Miller: The way people might go to Forest Park in Portland and rip out as much English ivy as they can. Although that seems sadly like a sisyphean task right now when you look at how much there is.
You could literally walk on the mat of this weed a couple of years ago, there was that much?
Youngblood: Yeah, because the sediment gets trapped in as well, years and years of the senescing of the plant, now there’s the vegetation that’s died off, and the sediment is building up underneath that. We have photos of our contractors that are walking out there. I would definitely not advise anyone to do that, but yeah, you can really tell how it just completely chokes out most of any native life that would live under there.

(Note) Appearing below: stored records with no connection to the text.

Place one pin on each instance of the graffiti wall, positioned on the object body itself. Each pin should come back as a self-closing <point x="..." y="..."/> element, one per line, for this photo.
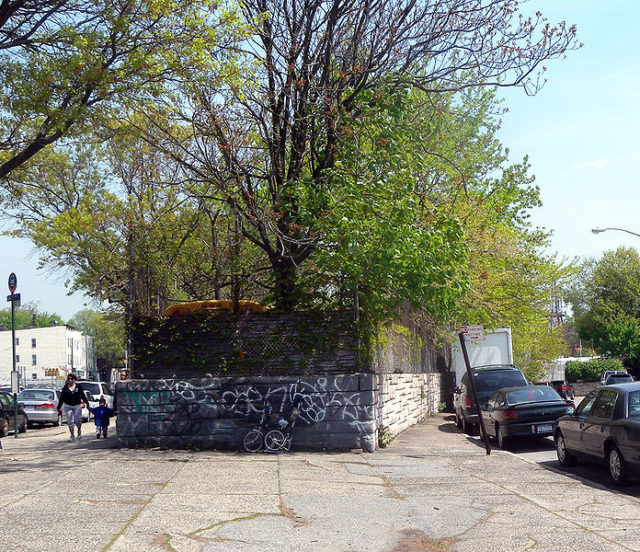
<point x="336" y="412"/>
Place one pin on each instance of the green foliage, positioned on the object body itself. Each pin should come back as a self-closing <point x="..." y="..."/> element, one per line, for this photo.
<point x="67" y="66"/>
<point x="605" y="297"/>
<point x="28" y="316"/>
<point x="384" y="437"/>
<point x="590" y="370"/>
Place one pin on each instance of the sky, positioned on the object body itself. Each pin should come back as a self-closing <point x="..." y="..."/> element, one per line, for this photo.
<point x="580" y="133"/>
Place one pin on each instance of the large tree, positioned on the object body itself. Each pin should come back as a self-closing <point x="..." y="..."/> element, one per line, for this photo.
<point x="64" y="63"/>
<point x="267" y="145"/>
<point x="605" y="297"/>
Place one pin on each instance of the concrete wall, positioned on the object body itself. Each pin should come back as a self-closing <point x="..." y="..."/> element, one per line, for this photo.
<point x="406" y="399"/>
<point x="341" y="410"/>
<point x="337" y="412"/>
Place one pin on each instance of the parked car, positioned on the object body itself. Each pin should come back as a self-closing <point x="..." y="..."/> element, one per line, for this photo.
<point x="7" y="415"/>
<point x="523" y="412"/>
<point x="605" y="428"/>
<point x="97" y="389"/>
<point x="613" y="379"/>
<point x="606" y="373"/>
<point x="488" y="379"/>
<point x="564" y="389"/>
<point x="41" y="404"/>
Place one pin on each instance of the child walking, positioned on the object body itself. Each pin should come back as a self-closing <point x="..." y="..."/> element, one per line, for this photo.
<point x="102" y="413"/>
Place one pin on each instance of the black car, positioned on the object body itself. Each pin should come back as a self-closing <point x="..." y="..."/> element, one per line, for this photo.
<point x="521" y="412"/>
<point x="563" y="389"/>
<point x="7" y="414"/>
<point x="488" y="379"/>
<point x="605" y="428"/>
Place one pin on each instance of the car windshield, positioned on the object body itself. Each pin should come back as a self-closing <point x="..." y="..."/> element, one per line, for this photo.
<point x="634" y="403"/>
<point x="92" y="388"/>
<point x="491" y="381"/>
<point x="36" y="395"/>
<point x="531" y="394"/>
<point x="621" y="378"/>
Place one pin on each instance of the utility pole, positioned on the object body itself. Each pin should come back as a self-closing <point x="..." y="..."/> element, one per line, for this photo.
<point x="14" y="299"/>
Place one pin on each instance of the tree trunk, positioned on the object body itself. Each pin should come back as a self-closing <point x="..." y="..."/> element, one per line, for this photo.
<point x="285" y="284"/>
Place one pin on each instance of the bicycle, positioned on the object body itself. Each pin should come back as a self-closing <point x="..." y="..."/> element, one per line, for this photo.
<point x="278" y="440"/>
<point x="254" y="439"/>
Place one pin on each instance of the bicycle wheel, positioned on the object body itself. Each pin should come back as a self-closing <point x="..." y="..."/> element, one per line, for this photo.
<point x="253" y="441"/>
<point x="274" y="440"/>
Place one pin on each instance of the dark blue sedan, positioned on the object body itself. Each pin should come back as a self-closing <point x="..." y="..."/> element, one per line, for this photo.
<point x="605" y="428"/>
<point x="523" y="412"/>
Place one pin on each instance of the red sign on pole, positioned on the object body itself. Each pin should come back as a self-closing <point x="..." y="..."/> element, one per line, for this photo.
<point x="13" y="282"/>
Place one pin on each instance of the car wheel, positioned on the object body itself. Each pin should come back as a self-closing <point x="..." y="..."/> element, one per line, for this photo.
<point x="503" y="441"/>
<point x="565" y="458"/>
<point x="617" y="466"/>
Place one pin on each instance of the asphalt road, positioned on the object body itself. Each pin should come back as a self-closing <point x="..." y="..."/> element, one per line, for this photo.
<point x="543" y="453"/>
<point x="432" y="489"/>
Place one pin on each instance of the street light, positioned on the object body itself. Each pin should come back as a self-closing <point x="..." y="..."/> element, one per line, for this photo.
<point x="600" y="230"/>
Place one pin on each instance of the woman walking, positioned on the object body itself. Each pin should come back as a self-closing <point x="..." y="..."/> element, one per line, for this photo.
<point x="70" y="403"/>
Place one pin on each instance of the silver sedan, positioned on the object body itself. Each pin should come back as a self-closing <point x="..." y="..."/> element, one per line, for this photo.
<point x="41" y="405"/>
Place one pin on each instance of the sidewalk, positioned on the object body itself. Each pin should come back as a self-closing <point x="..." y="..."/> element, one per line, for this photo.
<point x="432" y="489"/>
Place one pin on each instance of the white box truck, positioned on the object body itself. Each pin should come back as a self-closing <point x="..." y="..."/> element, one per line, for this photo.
<point x="494" y="347"/>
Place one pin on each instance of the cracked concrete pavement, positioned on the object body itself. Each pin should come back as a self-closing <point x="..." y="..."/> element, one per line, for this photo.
<point x="432" y="489"/>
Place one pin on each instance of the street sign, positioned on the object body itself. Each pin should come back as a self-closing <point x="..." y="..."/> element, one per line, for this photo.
<point x="473" y="333"/>
<point x="13" y="282"/>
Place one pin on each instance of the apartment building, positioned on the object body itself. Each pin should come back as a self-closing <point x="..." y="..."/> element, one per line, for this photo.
<point x="46" y="353"/>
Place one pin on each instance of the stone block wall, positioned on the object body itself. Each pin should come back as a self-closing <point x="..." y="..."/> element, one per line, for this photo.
<point x="406" y="399"/>
<point x="337" y="412"/>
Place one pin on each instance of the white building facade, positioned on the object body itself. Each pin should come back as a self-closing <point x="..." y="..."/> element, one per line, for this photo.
<point x="47" y="353"/>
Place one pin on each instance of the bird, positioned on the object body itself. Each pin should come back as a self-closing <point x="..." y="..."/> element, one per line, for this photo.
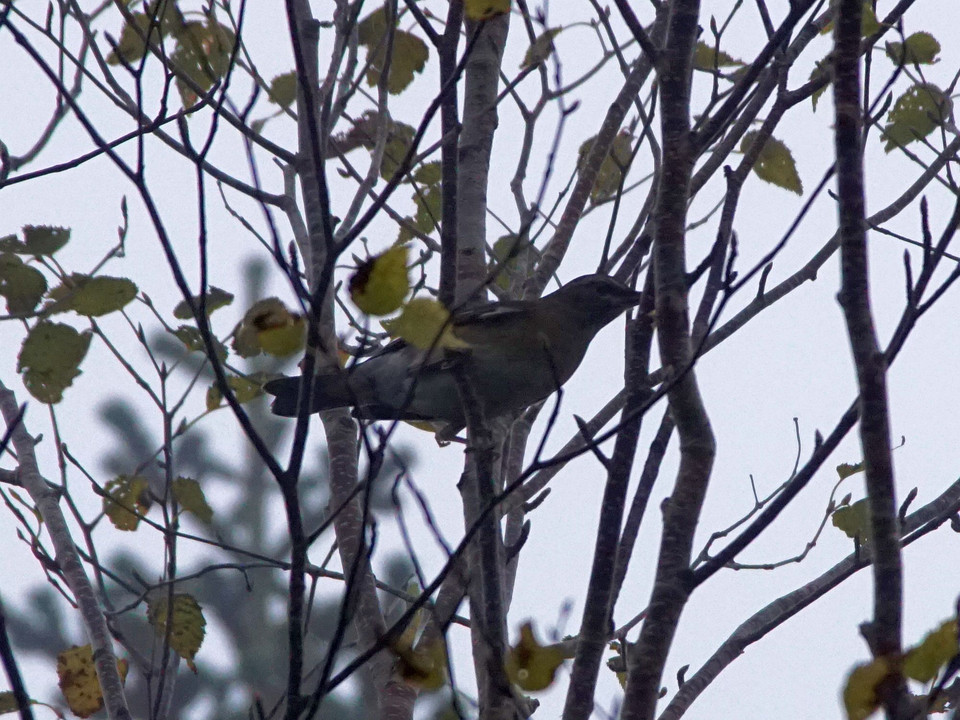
<point x="513" y="353"/>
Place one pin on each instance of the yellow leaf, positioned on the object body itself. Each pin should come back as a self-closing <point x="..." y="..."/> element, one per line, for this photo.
<point x="860" y="692"/>
<point x="128" y="500"/>
<point x="91" y="296"/>
<point x="78" y="680"/>
<point x="614" y="165"/>
<point x="541" y="48"/>
<point x="20" y="284"/>
<point x="424" y="323"/>
<point x="8" y="703"/>
<point x="409" y="56"/>
<point x="854" y="520"/>
<point x="190" y="495"/>
<point x="485" y="9"/>
<point x="188" y="627"/>
<point x="775" y="163"/>
<point x="425" y="668"/>
<point x="923" y="662"/>
<point x="531" y="665"/>
<point x="380" y="284"/>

Miller: Well, speaking of native life, this year my understanding is you planted 12,000 native trees and shrubs. What did it mean to you to be adding native species as opposed to just taking out non-native ones?
Youngblood: It’s incredible. Even hearing from our contractors, they were so excited too because, especially with this project, this was a huge moment for them. They’ve been removing weeds, but now to be able to actually install these crucial native plants within this system. It was a really huge thing for us. With funding, we weren’t 100% sure if we were going to be able to include this. And we were super grateful to Bonneville Environmental Foundation for donating some of the plants to us, and being able to get out there. And especially in this area, the hope is we’ll be able to build up this native vegetation that could potentially shade out any new growth of Ludwgia, and then of course also provide habitat for any of the wildlife or fish that are within that area as well.
As far as the aquatic planting, it’s not something that we’ve done as much. But my hope is to work with that and work with a few other partners who have been on the forefront for that in the next couple of years.
Miller: The funding for this project, I understand, runs out after this year. In fact, you were able to eke out, stretch out over four years project funding, I think was supposed to initially be three years. But what about next year?
Youngblood: That’s a great question. We’re super grateful that we’ve been able to kind of stretch this out for a fourth year of treatment, I don’t think we initially thought we’d be able to do that. Our main goal is, if a grant project ends, then we can kind of get into that paddle and pull, utilizing volunteers, the public to come out with us. And so then we’re not needing to do some sort of treatment or spending funds in that way, but instead we could spend a day out there, two days out there, where we’re literally paddling and pulling weeds. And so I think that’s kind of the goal. We definitely try to focus when we do plantings on plant establishment. Because these plants were just installed this last year, we really want to focus on doing some sort of kind of ring spray or plant establishment just to make sure those little native plants can outcompete any other, invasive weed that wants to grow in there so they get to that free to grow stage where then they’re able to outcompete any of that invasive plant material as well.
Miller: Vanessa Youngblood, thanks very much.
Youngblood: Yeah, thank you so much. Great to be here. Take care.
Miller: Vanessa Youngblood is the restoration manager for the Willamette Riverkeeper. She joined us to talk about the successful effort to get rid of most of the invasive water weed that had been spreading over most parts of the Willamette Slough near Salem.